Mit Alfred Hugenberg unterstützte Freytagh-Loringhoven 1933 die Ernennung Adolf Hitlers zum Reichskanzler und galt sogar als Kandidat für einen Ministerposten. Er betrieb auch die Auflösung der DNVP in die NSDAP und blieb ab Juni 1933 Mitglied des Reichstags und zwar als Gast der NSDAP. Ab 1938 führte die Reichstagsverwaltung Freytagh-Loringhoven als Mitglied des Reichstages und der NSDAP.[8] Der preußische Ministerpräsident Göring ernannte ihn 1933 zum Preußischen Staatsrat.
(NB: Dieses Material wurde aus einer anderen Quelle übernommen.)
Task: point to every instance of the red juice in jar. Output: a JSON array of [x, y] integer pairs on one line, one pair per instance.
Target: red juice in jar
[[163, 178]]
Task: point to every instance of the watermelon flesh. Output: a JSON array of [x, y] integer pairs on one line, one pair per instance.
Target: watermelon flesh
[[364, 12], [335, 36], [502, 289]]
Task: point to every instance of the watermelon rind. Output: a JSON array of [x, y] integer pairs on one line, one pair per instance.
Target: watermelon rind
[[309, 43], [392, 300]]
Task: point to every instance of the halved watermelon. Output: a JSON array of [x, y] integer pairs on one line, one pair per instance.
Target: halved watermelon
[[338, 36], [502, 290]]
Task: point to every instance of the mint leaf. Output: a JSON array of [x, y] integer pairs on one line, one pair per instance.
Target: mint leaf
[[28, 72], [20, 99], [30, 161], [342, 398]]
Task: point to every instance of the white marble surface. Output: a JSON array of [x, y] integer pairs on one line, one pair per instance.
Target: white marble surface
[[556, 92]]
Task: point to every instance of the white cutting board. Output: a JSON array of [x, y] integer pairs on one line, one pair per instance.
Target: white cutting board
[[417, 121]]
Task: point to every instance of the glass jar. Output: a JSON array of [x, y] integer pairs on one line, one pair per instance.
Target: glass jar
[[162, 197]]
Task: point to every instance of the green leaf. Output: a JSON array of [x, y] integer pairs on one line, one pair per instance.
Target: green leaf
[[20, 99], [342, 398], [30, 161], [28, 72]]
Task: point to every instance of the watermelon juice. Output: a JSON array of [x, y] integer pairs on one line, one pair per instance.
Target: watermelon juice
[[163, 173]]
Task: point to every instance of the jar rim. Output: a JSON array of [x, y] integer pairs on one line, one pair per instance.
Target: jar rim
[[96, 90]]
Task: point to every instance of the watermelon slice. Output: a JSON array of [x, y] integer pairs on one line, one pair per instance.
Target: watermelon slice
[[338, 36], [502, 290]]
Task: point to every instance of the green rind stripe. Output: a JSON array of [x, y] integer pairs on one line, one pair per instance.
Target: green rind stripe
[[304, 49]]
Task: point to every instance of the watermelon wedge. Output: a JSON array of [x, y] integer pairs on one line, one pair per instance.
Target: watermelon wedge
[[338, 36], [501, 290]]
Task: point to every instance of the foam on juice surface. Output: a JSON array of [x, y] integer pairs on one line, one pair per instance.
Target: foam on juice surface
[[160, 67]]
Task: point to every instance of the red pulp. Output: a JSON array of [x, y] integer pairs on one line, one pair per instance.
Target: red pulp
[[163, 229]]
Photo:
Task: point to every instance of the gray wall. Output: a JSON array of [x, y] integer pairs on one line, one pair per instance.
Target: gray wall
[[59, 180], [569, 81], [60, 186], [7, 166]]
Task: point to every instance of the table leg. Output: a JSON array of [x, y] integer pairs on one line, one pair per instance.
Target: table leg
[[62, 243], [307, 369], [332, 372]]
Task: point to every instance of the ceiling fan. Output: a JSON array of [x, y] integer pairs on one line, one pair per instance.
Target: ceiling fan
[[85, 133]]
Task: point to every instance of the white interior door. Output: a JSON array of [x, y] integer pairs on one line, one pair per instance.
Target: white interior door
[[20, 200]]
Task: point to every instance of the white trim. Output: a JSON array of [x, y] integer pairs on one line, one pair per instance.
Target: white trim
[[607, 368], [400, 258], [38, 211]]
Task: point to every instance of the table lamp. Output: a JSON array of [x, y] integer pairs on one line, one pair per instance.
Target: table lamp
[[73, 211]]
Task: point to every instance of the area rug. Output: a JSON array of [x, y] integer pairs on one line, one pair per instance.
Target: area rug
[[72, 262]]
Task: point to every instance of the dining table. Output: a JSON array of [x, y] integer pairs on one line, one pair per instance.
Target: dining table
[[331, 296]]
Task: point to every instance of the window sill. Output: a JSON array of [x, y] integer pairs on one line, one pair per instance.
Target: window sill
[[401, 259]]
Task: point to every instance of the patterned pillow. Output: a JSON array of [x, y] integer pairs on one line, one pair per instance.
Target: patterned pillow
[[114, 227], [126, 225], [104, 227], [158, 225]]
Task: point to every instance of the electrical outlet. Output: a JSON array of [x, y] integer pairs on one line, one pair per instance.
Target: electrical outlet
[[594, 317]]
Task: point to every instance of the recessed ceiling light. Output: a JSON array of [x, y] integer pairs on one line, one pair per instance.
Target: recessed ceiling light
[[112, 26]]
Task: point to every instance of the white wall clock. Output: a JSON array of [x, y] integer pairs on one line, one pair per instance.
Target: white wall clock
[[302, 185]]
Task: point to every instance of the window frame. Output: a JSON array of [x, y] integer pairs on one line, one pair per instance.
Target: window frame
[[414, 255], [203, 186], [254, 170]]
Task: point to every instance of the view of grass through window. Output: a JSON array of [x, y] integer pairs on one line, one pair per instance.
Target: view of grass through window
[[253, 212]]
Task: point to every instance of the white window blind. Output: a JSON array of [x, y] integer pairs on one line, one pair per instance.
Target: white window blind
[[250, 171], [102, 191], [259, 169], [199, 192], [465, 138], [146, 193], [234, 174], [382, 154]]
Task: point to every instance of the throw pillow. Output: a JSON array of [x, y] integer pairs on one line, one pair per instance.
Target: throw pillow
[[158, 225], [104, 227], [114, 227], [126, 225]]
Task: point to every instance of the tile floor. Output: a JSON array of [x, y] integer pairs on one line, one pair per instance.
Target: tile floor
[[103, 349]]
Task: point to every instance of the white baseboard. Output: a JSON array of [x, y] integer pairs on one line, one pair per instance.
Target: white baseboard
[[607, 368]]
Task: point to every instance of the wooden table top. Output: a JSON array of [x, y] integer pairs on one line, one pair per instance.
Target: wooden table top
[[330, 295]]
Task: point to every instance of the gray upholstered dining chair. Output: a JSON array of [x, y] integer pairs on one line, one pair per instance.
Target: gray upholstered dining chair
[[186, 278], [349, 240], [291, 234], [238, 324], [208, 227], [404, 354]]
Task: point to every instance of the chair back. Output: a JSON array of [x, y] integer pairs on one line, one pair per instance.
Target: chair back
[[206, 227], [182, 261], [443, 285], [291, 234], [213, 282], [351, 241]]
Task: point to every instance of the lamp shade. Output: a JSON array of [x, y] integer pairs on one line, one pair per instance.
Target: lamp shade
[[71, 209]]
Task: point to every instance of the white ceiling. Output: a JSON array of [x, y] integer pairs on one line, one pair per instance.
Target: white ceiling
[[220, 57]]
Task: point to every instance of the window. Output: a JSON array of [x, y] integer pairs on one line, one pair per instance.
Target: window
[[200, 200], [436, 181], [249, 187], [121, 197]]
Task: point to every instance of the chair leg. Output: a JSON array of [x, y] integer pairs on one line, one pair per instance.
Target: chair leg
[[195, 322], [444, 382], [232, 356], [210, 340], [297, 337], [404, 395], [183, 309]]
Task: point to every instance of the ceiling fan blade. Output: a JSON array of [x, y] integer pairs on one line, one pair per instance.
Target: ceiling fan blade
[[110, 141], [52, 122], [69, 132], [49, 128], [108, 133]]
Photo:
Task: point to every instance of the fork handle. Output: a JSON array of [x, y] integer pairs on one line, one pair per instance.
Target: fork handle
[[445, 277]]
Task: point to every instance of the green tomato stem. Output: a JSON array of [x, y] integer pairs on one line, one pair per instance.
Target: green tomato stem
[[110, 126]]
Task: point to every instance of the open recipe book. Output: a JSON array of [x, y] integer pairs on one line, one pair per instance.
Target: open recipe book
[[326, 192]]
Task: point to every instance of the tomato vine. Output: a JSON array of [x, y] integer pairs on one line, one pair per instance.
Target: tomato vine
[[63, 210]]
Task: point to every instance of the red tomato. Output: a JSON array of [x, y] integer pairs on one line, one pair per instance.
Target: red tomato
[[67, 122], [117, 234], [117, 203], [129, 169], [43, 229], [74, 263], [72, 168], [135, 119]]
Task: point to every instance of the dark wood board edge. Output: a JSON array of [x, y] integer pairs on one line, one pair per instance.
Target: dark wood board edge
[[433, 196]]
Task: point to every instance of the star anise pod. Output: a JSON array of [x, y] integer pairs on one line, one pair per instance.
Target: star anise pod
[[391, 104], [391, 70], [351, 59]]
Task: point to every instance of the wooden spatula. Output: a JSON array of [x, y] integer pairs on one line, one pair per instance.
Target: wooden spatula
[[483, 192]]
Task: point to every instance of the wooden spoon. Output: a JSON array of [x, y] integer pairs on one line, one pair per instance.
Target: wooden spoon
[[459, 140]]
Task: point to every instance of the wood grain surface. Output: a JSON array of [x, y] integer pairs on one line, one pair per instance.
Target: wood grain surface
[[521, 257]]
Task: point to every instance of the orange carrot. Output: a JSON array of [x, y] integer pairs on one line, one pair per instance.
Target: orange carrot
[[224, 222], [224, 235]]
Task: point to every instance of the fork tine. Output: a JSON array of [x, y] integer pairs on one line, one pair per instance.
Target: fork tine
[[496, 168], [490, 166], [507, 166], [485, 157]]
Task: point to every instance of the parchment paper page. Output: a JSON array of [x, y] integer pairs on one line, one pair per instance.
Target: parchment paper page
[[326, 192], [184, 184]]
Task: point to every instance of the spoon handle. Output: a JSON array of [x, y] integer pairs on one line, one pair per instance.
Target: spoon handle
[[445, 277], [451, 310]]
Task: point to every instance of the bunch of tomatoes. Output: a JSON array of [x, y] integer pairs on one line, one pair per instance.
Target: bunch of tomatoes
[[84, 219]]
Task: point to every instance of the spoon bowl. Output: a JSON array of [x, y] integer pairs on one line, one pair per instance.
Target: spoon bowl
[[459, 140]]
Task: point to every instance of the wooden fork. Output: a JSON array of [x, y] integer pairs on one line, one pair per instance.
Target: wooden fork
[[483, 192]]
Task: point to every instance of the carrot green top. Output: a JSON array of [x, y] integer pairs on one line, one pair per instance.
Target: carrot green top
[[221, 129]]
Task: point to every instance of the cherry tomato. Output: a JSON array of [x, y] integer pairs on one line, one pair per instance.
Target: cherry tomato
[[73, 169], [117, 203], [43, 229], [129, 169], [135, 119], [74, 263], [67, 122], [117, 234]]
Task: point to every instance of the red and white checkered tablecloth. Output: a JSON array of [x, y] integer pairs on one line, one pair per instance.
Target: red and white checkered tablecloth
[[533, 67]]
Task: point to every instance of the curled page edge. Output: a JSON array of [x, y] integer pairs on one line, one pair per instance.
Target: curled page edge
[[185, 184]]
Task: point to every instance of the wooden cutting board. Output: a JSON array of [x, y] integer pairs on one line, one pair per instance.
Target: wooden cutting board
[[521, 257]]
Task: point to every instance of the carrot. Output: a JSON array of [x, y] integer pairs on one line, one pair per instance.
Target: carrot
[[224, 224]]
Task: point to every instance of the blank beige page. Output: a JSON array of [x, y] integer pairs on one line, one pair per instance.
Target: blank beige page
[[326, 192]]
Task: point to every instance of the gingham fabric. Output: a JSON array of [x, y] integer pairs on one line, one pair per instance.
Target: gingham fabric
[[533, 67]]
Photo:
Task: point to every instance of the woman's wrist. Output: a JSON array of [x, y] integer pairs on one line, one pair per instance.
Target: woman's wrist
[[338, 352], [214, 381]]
Eine weitere Anerkennung durch die Nationalsozialisten war, dass Freytagh-Loringhoven 1934 von der deutschen Regierung zum ständigen Mitglied des Ständigen Schiedshofes in Den Haag berufen wurde, einen Posten, mit dem er den Völkerrechtler Walter Schücking beerbte. Schücking war in Ungnade gefallen, da er Demokrat und Pazifist war. Seine Professur in Kiel hatte er schon verloren, aber den Sitz im Internationalen Gerichtshof in Den Haag gab Schücking trotz Aufforderung durch seine Regierung nicht auf. Loringhoven war in seiner Funktion als Schiedsrichter auch 1935 an der Lösung des Falls der Entführung des Berthold Jacob durch deutsche Geheimdienste aus der Schweiz beteiligt.
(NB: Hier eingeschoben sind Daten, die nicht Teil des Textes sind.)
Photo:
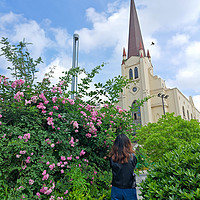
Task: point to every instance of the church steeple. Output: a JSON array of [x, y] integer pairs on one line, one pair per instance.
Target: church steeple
[[135, 41]]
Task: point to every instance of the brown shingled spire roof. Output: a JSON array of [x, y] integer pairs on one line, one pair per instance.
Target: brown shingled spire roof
[[135, 36]]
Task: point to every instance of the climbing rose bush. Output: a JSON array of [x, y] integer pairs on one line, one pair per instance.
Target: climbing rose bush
[[55, 147]]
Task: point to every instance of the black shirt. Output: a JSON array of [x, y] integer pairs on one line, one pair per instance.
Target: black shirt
[[123, 174]]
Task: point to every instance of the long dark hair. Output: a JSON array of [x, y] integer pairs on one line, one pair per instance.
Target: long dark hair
[[121, 149]]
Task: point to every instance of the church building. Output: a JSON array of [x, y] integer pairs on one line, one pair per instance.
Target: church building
[[137, 66]]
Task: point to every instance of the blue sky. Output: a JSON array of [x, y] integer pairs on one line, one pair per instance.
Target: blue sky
[[102, 26]]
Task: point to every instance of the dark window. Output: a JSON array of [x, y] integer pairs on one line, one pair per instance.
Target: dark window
[[136, 72], [130, 74]]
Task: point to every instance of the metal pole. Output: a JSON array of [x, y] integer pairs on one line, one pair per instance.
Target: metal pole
[[163, 104], [74, 63]]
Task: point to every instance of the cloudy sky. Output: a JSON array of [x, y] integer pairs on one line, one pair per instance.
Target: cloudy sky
[[102, 25]]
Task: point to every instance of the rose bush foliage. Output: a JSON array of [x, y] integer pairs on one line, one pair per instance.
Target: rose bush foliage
[[54, 147]]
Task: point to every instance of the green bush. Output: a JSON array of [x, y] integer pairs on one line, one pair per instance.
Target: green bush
[[166, 135], [175, 176], [51, 146]]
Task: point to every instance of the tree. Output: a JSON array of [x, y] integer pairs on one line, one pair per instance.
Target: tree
[[166, 135], [53, 146]]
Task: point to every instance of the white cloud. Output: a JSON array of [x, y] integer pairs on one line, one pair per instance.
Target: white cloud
[[8, 19], [106, 32], [63, 39], [178, 40], [168, 15], [193, 52], [33, 33]]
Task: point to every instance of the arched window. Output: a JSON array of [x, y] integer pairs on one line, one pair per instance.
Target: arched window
[[130, 74], [136, 72], [136, 114]]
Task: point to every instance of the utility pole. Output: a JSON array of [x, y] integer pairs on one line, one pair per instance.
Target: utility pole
[[163, 96], [75, 63]]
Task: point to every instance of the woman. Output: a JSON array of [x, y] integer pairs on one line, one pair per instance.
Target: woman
[[123, 162]]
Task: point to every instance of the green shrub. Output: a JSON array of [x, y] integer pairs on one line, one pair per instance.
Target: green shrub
[[51, 146], [166, 135], [175, 176]]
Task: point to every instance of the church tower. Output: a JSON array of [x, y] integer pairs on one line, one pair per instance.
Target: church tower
[[136, 66]]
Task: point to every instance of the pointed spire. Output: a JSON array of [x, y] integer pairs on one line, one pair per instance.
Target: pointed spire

Am Inhalt seines Buches Deutschlands Außenpolitik 1933–1941, das zuerst in vielen Auflagen erschien, wird deutlich, dass Freytagh-Loringhoven die Außen- und Eroberungspolitik des Hitlerreiches voll unterstützte. Das Buch wurde den Soldaten auch als Tornisterschrift des Oberkommandos der Wehrmacht für den Dienstgebrauch mitgegeben. Das zeigt, dass Freytagh-Loringhoven zum offiziösen Interpreten der nationalsozialistischen Außenpolitik aufgerückt war.[9]
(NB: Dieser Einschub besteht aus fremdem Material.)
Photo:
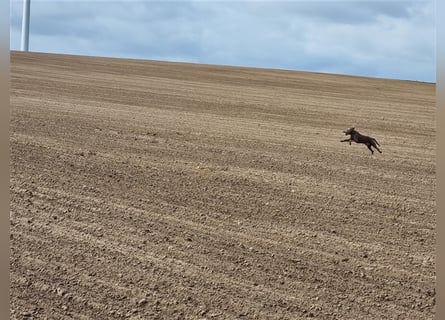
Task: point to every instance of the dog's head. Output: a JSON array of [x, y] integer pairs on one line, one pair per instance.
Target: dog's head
[[349, 131]]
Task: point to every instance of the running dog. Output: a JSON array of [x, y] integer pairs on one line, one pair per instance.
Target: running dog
[[359, 138]]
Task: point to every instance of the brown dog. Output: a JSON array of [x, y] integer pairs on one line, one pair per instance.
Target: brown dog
[[359, 138]]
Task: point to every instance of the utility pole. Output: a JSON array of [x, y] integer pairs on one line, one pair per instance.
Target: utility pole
[[24, 45]]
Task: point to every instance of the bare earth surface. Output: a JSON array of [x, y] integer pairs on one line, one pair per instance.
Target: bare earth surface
[[149, 190]]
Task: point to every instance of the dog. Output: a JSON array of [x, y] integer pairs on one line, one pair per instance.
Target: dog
[[359, 138]]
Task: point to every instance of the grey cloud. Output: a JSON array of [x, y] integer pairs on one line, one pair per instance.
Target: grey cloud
[[356, 37]]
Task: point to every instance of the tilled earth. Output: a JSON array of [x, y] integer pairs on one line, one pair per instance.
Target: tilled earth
[[154, 190]]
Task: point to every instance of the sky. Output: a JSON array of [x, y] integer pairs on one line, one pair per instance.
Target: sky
[[375, 38]]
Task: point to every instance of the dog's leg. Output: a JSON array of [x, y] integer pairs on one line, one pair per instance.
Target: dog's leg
[[375, 146]]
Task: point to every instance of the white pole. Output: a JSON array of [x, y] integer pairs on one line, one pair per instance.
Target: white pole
[[25, 25]]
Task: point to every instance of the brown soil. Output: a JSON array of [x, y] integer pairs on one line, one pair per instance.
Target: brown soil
[[153, 190]]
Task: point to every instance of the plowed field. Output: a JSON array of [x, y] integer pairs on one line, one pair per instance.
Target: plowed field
[[154, 190]]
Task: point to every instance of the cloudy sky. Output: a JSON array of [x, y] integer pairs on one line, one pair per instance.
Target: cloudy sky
[[377, 38]]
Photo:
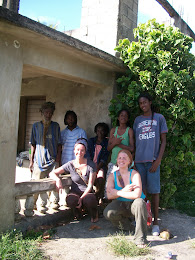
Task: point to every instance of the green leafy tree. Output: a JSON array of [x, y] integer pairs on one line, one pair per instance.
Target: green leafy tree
[[160, 62]]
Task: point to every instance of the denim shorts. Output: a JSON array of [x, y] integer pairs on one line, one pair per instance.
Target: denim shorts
[[150, 180]]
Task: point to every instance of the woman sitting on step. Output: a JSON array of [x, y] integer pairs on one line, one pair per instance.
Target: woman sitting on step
[[83, 172], [124, 188]]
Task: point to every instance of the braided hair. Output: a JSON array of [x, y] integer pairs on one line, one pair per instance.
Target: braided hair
[[148, 97]]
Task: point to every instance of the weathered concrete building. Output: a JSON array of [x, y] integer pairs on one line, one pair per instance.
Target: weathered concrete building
[[38, 63]]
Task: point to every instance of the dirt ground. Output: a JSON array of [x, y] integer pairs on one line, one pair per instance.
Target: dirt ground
[[74, 241]]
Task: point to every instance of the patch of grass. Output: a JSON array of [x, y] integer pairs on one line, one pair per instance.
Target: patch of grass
[[14, 246], [122, 247]]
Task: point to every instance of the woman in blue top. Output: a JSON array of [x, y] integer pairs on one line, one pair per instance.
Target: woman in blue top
[[98, 153], [124, 187]]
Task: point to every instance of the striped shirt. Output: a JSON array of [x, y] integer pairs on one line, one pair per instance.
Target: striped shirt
[[45, 155], [68, 140]]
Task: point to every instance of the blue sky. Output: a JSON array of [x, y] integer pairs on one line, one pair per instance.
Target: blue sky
[[66, 14]]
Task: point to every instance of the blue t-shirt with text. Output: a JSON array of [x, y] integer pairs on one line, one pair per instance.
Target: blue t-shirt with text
[[147, 133]]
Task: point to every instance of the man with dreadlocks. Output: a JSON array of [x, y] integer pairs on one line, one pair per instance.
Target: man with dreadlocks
[[45, 144], [150, 130]]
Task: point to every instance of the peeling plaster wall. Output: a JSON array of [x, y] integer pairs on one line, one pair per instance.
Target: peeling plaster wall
[[89, 103], [10, 64]]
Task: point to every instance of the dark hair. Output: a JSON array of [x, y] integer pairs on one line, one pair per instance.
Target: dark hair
[[148, 97], [105, 128], [82, 141], [47, 105], [124, 109], [145, 95], [72, 113]]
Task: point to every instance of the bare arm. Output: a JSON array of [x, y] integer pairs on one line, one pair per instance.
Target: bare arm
[[113, 140], [157, 162], [54, 175], [33, 148]]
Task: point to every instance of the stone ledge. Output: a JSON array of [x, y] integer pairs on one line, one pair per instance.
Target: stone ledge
[[37, 186], [49, 219]]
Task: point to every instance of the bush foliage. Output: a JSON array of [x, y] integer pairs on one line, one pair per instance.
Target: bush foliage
[[160, 62]]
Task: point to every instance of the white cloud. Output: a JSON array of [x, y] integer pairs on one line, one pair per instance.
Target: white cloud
[[152, 9]]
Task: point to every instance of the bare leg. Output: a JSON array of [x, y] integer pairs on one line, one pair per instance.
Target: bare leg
[[155, 205]]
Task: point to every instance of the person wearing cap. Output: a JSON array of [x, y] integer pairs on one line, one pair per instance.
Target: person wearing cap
[[70, 135], [83, 172], [45, 148]]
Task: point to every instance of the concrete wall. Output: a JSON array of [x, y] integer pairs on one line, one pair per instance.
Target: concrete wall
[[89, 103], [46, 63], [104, 22], [10, 86]]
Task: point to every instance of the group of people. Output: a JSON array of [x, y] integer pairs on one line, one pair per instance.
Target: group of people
[[127, 181]]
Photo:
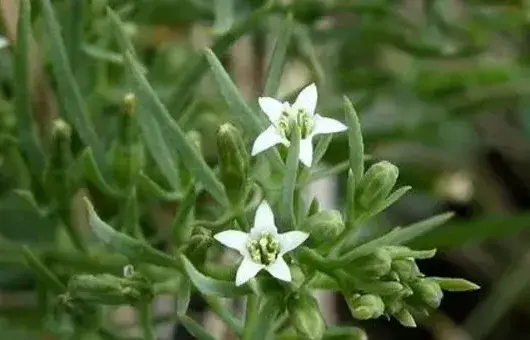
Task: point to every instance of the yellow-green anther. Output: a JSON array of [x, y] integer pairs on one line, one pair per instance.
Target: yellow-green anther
[[264, 250]]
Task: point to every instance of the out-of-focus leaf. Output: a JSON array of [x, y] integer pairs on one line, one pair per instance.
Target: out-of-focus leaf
[[28, 137], [474, 231], [209, 286]]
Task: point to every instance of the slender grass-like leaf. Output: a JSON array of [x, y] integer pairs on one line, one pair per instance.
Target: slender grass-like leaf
[[27, 133], [246, 116], [395, 237], [151, 105], [210, 286], [195, 68], [71, 98], [355, 140], [474, 231], [289, 180], [275, 70], [132, 248]]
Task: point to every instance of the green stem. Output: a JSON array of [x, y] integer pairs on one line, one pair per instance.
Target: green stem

Freytagh-Loringhoven wurde 1933 Mitglied der Akademie für Deutsches Recht und war dort Vorsitzender des Ausschusses für Kolonialrecht. Zu seinem 60. Geburtstag verlieh ihm Hitler die Goethe-Medaille für Kunst und Wissenschaft. Außerdem war er zum Rechtsritter des Johanniterordens ernannt worden.

Freytagh-Loringhoven gab die 1933 aus der Taufe gehobene Zeitung Monatszeitschrift für Völkerbund und Völkerrecht heraus. Sie erschien bis 1938. Danach wurde er Herausgeber der Europäischen Revue, die vom Propagandaministerium finanziert wurde. Diese Zeitung propagierte die Pläne der Nationalsozialisten für eine Beherrschung Europas unter dem Titel Nationalsozialistische Europaidee.

1938/1939 war Freytagh-Loringhoven in die Arisierung der Zeitschrift für Vergleichende Rechtswissenschaft einschließlich der ethnologischen Rechtsforschung verwickelt. Leonhard Adam wurde gezwungen zurückzutreten, und Freytagh-Loringhoven beerbte ihn im Auftrag der Akademie für Deutsches Recht als Herausgeber.[10]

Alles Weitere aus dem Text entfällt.